Experiments: Density Factors and Well-being
A growing body of neurourbanistic research has shown that people living in urban areas suffer more often from mental and physical chronic illnesses compared to their rural counterparts. Despite clear identification of these drawbacks of city living for wellbeing, the specific ways in which urban factors impact health outcomes remain poorly understood.
At the Technische Universität Berlin’s Berlin Mobile Brain/Body Imaging Lab (BeMoBIL), the project team puts the "neuro” in Neurourbanism and conducts experimental research on how different urban density factors, as well as other urban factors like greenery, influence subjective stress experience.
A focus also lays on investigating methodological implications of neurourbanistic research. The first study used an online protocol and remote eye-tracking technology to investigate the appraisal of realistic urban stimuli extracted from street view material.

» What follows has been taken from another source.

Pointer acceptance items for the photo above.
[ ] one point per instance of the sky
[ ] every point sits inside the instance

Two different quantification methods of urban factors, one coarse categorical approach (i.e., high/low density; absent/present greenery) and another more fine-grained approach using machine learning-powered algorithms for continuous quantification on the same data, demonstrated that the commonly employed categorical operationalization approaches lead to different results and oversimplify complex urban environments. (Sander et al., 2024)
A study participant wearing an EEG cap during a mobile data recording in the city. (Image: Christian Kliemann)
A literature review from the group also demonstrated the challenges in previous neurourbanistic research concerning the application of (mobile) electroencephalography (EEG) and proposes best practice guidelines for future research, assuring replicability and good scientific rigor. (Gramann, 2024)
A replication of the previous online protocol is currently in progress in the lab, this time including the psychophysiological measures EEG, electrocardiogram (ECG), electrodermal activity (EDA), and eye tracking to obtain more objective measures of stress and learn more about the cognitive processes underlying urban scene appraisal. The multimodal data will be analyzed using integrative analysis approaches, including heartbeat-evoked potentials and fixation-evoked potentials.
Example of an online experimental task where participants rated urban scenes with mapped eye gaze data.